Installing a laminate floor in a 200-square-foot room costs around $1,600, but it can cost anywhere between $400 and $5,000 depending on the type of flooring, abrasion rating, and location. Although your contractor may include the cost of adhesives and underlays in the total price, always double-check.
Which Wood Laminate Flooring Is Best For The Bathroom?
The best choice for bathrooms is water-resistant laminate flooring, which may work if you take the proper precautions to prevent damage.
This laminate may resist absorbing water for a long time before ultimately doing so. When looking for a laminate floor for your bathroom, be sure it is water-resistant.
Moisture-resistant walls and floors are essential. When you consider the other variables, including durability, affordability, the convenience of installation, and, of course, aesthetics, you will have a lot to think about when choosing the best material for bathroom flooring.
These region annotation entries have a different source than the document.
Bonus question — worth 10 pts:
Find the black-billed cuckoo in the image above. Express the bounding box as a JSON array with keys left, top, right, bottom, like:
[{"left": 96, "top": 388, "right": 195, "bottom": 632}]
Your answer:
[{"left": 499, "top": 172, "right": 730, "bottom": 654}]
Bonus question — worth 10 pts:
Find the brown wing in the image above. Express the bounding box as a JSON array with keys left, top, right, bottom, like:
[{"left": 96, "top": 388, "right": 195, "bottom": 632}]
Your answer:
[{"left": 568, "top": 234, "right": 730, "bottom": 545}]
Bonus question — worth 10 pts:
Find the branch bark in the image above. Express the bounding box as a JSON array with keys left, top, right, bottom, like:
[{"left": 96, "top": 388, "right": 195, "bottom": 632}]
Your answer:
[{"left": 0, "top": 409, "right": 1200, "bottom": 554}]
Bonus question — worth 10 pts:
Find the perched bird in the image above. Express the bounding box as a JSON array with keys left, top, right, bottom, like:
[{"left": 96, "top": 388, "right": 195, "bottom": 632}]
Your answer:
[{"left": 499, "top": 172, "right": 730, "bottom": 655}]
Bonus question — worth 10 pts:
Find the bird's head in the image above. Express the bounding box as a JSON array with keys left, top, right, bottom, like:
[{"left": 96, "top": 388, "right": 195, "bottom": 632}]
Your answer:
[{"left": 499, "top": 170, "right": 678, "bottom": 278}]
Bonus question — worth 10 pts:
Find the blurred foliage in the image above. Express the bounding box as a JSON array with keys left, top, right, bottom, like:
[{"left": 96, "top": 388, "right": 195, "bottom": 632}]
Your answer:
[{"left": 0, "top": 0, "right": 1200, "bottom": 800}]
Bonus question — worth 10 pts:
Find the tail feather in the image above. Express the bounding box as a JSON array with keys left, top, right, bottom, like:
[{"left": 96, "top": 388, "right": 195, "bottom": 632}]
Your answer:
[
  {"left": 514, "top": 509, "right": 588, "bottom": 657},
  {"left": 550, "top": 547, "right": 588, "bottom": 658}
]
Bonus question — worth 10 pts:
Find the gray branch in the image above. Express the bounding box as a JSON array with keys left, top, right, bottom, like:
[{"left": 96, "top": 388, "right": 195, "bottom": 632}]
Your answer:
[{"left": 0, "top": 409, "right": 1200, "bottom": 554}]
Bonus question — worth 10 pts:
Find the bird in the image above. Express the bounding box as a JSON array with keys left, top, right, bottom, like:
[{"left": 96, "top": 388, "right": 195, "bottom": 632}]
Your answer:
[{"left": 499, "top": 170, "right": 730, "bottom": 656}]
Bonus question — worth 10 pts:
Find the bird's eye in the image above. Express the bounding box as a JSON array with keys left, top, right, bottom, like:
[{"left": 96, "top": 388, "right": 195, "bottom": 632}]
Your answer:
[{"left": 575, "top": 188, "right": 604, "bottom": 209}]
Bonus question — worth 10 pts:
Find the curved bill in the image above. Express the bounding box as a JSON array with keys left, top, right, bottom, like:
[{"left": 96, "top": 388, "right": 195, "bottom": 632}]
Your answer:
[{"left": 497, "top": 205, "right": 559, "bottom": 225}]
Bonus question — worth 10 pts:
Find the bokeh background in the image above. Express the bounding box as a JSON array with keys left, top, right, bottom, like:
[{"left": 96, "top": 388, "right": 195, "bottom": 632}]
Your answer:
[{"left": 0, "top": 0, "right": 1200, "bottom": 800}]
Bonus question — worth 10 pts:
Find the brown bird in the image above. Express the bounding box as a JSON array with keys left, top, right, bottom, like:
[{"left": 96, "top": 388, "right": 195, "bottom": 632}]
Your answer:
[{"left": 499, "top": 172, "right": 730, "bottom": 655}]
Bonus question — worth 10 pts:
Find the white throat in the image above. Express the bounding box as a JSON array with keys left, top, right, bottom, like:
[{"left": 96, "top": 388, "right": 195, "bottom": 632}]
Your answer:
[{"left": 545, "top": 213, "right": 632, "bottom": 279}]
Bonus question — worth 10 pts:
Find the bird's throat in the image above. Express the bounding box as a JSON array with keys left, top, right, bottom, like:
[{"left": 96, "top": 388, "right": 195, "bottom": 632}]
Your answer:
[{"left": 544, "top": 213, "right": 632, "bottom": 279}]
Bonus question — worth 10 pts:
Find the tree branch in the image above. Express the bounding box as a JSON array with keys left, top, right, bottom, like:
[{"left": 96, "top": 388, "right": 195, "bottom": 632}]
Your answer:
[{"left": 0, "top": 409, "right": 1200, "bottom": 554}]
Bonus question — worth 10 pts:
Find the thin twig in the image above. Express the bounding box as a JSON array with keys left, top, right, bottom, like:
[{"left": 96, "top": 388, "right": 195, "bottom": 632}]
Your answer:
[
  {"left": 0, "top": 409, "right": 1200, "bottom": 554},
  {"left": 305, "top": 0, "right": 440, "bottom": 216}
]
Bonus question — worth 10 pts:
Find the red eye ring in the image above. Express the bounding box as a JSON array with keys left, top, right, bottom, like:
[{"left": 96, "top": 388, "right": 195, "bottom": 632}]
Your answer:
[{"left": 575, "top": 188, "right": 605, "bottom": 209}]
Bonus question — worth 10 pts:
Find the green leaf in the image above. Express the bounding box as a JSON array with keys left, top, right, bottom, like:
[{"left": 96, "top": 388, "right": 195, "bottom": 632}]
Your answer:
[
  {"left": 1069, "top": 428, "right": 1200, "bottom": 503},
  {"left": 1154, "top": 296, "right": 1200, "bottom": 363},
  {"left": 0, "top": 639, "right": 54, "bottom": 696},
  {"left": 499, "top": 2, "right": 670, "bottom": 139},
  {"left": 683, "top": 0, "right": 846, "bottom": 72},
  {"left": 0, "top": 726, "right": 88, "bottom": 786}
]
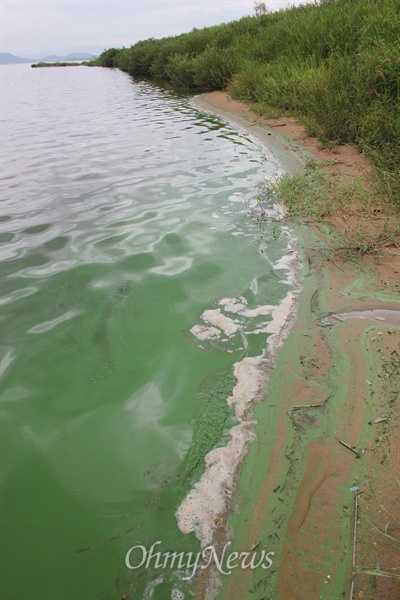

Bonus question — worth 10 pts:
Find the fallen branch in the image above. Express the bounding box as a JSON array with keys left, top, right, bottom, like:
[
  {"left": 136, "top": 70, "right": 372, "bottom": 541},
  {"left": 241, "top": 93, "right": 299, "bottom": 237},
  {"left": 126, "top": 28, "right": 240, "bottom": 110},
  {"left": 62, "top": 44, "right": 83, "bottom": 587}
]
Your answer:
[
  {"left": 350, "top": 494, "right": 358, "bottom": 600},
  {"left": 339, "top": 440, "right": 360, "bottom": 458},
  {"left": 291, "top": 402, "right": 325, "bottom": 410}
]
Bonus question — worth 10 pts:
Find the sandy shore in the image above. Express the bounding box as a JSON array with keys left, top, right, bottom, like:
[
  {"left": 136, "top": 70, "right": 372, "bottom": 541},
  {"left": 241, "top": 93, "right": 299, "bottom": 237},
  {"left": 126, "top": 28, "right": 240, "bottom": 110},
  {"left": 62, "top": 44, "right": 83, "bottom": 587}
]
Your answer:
[{"left": 193, "top": 92, "right": 400, "bottom": 600}]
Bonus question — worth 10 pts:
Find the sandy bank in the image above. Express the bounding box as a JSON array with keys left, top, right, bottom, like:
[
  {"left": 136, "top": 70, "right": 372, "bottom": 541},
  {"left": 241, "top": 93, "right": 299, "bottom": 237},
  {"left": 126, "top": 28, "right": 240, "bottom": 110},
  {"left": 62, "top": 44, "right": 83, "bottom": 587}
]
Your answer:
[{"left": 188, "top": 92, "right": 400, "bottom": 600}]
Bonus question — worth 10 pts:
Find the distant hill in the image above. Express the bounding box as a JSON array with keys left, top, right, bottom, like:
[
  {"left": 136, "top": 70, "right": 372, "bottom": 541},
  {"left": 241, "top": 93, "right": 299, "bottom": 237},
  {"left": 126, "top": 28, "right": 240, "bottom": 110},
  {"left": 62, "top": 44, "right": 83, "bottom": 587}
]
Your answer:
[
  {"left": 0, "top": 52, "right": 35, "bottom": 65},
  {"left": 0, "top": 52, "right": 96, "bottom": 65}
]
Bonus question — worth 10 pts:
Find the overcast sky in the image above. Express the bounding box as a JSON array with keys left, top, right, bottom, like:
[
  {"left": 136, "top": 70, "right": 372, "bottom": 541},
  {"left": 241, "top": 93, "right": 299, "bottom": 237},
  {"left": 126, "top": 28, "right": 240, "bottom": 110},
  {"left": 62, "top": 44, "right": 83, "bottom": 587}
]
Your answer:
[{"left": 0, "top": 0, "right": 309, "bottom": 58}]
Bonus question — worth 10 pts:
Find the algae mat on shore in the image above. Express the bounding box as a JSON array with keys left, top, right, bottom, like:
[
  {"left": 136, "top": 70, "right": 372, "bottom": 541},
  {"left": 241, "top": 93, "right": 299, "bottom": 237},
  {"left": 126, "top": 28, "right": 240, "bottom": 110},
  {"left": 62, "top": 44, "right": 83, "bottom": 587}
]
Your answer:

Traditional laminate flooring that is 100% waterproof may come up in the future, but for now, you must settle with water-resistant laminate flooring.
Are Laminate Wood Floors Suitable For Bathrooms?
We spend a lot of time in the bathroom, and it is always pleasant to enjoy time in a warm, relaxing environment. On a typical day, everyone in the family uses the bathroom numerous times. As a result, installing a floor that you and your family will appreciate makes sense.
A common wood-look flooring choice is laminate flooring. It has a water-resistant, resin-coated top layer in various wood finishes.
However, since laminate includes a wood-chip composite core, it may succumb to the same fate as wood if exposed to moisture; hence it needs great precautions for use in bathrooms.
See more related content in our article about engineered wood flooring in the bathroom on this page.